Sales of NFL licensed products is about $4 billion, according to industry analysts.
The ruling sends the case back to a district court, where legal experts said that American Needle has to prove that the NFL-Reebok deal was harmful to consumers either by creating higher prices for goods, by not allowing them to purchase the highest quality goods or other factors that could negatively impact NFL fans and others.
Using Super Bowl XLIV participants as an example, Justice John Paul Stevens wrote, "Directly relevant to this case, the teams compete in the market for intellectual property. To a firm making hats, the [New Orleans] Saints and the [Indianapolis] Colts are two potentially competing suppliers of valuable trademarks. When each NFL team licenses its intellectual property, it is not pursuing the 'common interests of the whole' league but is instead pursuing interests of each 'corporation itself . . . '"
The NFL had supported American Needle's decision to appeal to the Supreme Court two earlier lower court rulings that went in favor of the league, taking the strategy that a victory for the league in the nation's highest court would potentially lead to wins other antitrust lawsuits and also potentially reduce the number of future lawsuits. Major League Baseball is the only pro sports in the U.S. has antitrust status, but is still subject to lawsuits that take on a ruling was established by the Supreme Court in 1922.
American Needle has been in business since 1918 and first manufactured a hat for a Major League Baseball club in 1946 when it signed a deal with the Chicago Cubs. It still has a licensing deal with MLB and also manufactures hats for colleges, Tad Davis tennis and 85 of the world's top 100 golf clubs, per the company.
According to court papers, support for the NFL included Nascar, the NBA, NHL, NCAA and Major League Soccer. Players' associations in the NBA, NHL and Major League Baseball, as well as the NFL, were with American Needle. MLB itself did not commit official support for either side.
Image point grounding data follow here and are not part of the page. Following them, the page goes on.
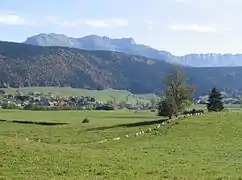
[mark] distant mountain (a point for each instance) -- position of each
(94, 42)
(28, 65)
(129, 46)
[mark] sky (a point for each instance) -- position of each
(178, 26)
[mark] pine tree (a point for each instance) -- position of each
(177, 95)
(167, 107)
(215, 101)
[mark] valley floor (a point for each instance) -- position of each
(201, 147)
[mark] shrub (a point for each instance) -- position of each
(86, 120)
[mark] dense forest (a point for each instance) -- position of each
(28, 65)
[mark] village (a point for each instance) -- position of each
(40, 101)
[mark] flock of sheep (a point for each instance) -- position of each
(149, 130)
(157, 126)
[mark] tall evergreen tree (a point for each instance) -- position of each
(215, 101)
(177, 95)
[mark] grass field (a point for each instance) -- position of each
(201, 147)
(104, 95)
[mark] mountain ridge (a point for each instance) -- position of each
(129, 46)
(23, 65)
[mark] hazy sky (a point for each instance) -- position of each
(179, 26)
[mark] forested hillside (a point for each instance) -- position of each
(27, 65)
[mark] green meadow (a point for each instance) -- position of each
(200, 147)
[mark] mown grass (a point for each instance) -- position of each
(104, 95)
(201, 147)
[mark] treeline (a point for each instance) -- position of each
(178, 97)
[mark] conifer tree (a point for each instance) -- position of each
(215, 103)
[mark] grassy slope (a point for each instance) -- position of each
(205, 147)
(108, 94)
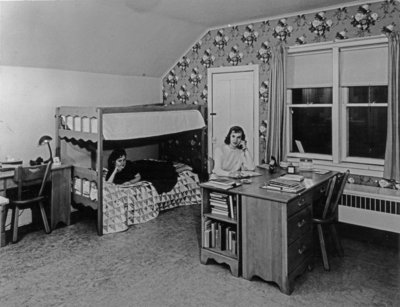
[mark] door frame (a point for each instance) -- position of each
(256, 114)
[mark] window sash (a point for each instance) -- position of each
(338, 160)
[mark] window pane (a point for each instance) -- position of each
(379, 94)
(312, 126)
(358, 94)
(368, 94)
(321, 95)
(367, 132)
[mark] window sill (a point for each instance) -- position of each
(325, 162)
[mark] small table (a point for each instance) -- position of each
(60, 204)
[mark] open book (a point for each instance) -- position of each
(246, 174)
(222, 183)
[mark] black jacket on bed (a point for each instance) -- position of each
(161, 174)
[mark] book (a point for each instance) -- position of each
(223, 186)
(278, 182)
(292, 189)
(219, 212)
(246, 174)
(292, 177)
(213, 234)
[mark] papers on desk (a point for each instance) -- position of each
(7, 172)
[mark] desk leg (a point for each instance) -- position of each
(3, 216)
(61, 196)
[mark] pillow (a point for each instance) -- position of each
(181, 167)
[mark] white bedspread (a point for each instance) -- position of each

According to Justice Stevens, "The NFL teams do not possess either the unitary decision making quality or the single aggregation of economic power characteristic of independent action. Each of them is a substantial, independently owned, independently managed business, whose 'general corporate actions are guided or determined' by “separate corporate consciousness,' and whose 'objectives are' not 'common.' They compete with one another, not only on the playing field, but to attract fans, for gate receipts, and for contracts with managerial and playing personnel."
"[NFL teams] compete with one another, not only on the playing field, but to attract fans, for gate receipts, and for contracts with managerial and playing personnel."
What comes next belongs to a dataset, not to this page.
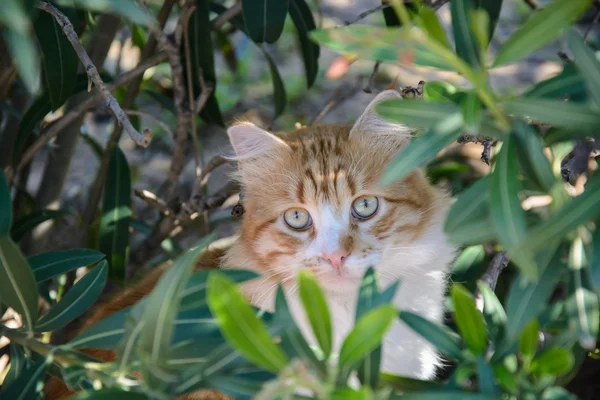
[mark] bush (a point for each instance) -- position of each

Justice Stevens further wrote, "Directly relevant here, the teams are potentially competing suppliers in the market for intellectual property. When teams license such property, they are not pursuing the “common interests of the whole” league, but, instead, the interests of each 'corporation itself.'"
At least one analyst sees the NFL as taking this sack and making adjustments to move on.
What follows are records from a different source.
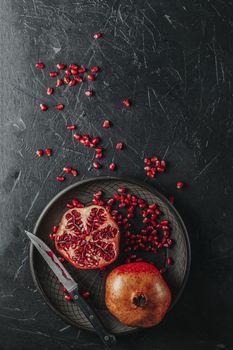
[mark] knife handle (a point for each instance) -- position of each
(107, 338)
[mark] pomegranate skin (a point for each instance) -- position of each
(137, 294)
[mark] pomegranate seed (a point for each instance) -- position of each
(40, 65)
(106, 124)
(66, 80)
(74, 172)
(48, 152)
(112, 167)
(60, 178)
(119, 146)
(96, 165)
(60, 66)
(59, 82)
(89, 93)
(86, 295)
(91, 77)
(50, 91)
(82, 70)
(39, 152)
(79, 79)
(68, 72)
(74, 71)
(53, 74)
(73, 66)
(71, 127)
(179, 185)
(59, 107)
(170, 261)
(67, 170)
(72, 82)
(95, 69)
(43, 107)
(126, 103)
(97, 35)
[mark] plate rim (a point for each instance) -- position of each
(102, 178)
"American Needle v. National Football League isn't a tenth as important as everyone is going to be telling you over the next few days," wrote Ted Frank, editor for PointofLaw.com. "Not only does it solely affect three or four sports entities, but nothing prevents those sports entities from reorganizing their structures to avoid the antitrust implications of this particular decision. For example, American Needle is suing the NFL because the latter (as it has done since 1963) pooled the 32 separate trademarks, owned by separate teams, into a single licensing deal."
Moving foward, according to Frank, "The NFL will face annoying litigation in the interim to defend this arrangement under the 'Rule of Reason,' but nothing prevents it from requiring teams from transferring ownership of team trademarks to the league as a condition of the franchise, and achieving the same economic result."